The thing about rules is, they're pretty hard to debug.  You know what you want, but there are a lot of gotchas on the path.  I think I'm getting better at writing them...but I've got a long way to go before I'd consider myself to be an expert.  Jess is pretty cool; I especially like the view command, which lets me see the network of nodes that my rules are generating.  Now if that was annotated with sizing information, I'd be even better off...I could see the weight of each node, understand its system impact better.

What matters in expert systems is what you don't know.  But sometimes you know that you don't know something, and that lets you reason about it.  And maybe later on you can prove that it's the same as something else.  I have a little set of techniques that do these things now.


10:57:02 PM    

Automatic Layout

Is there anything cooler?  I've been examining the various viz systems out there for Java: Tom Sawyer, JLoox, JGraph, ILog, YFiles.  The commercial ones all have one main thing in common: They're expensive.  Not in the "how much would it cost you to develop this yourself sense", but in the "damn that's quite a bit of money" sense.  So far I like YFiles the best -- looks like good engineering, very fine results in the layout.  Poor documentation is a major minus for it, though.  Tom Sawyer has amazing documentation, but the price!  Ouch!  JLoox falls somewhere in the middle.

Most of these kits do a variety of things.  They take a graphical presentation layer, add dynamic capability to it, then blend in automatic layout.  YFiles seems to be more oriented around the layout task than the others.  I just like how its code hangs together -- it just looks good.  Very fast response from the author when I ask dumb questions, too.  I hope to send him a screenshot or two soon, so he can see what I've done with it.

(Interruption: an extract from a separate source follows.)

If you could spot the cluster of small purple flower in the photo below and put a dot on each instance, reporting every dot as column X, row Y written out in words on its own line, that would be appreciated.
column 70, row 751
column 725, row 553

Things I'm thinking about: Network discovery, layouts, service views, and inferencing.


10:09:19 AM    

I did math.

I just did some math.  Not complicated math.  Really simple stuff.  Like rearranging equations and trig and things like that.  It took me three tries to get it right; my equation-handling skills are pretty atrophied at this point.  Still, I got the job done.  The problem was simple: If you want to put n circles of radius r inside another larger circle of radius R, and have them touching each other, what is the value of r given R and n?

Like I said, it took me a while.  I'm glad to see that the laws of mathematics still apply in the Bush era.  At least, they do on paper.

So I have my pretty rings all displayed in a pretty form, nice hit-testing, and TreeModel compatibility.  Over the next few days I'll refine the algorithm for display, try to do some LOD, and figure out a good mechanism for showing what's under the cursor. 

The idea is to produce a nice circular layout that's plug-compatible with JTree.  I don't know if I'll get the whole way there because in a circular layout you can't retain the desired order if you want to use more than one ring to represent a level of a tree.  Otherwise, you can.  What I'll probably do is retain as much of the order as I can.

Time to sleep -- much work to get done tomorrow. 

Automatic layout and visualization is interesting!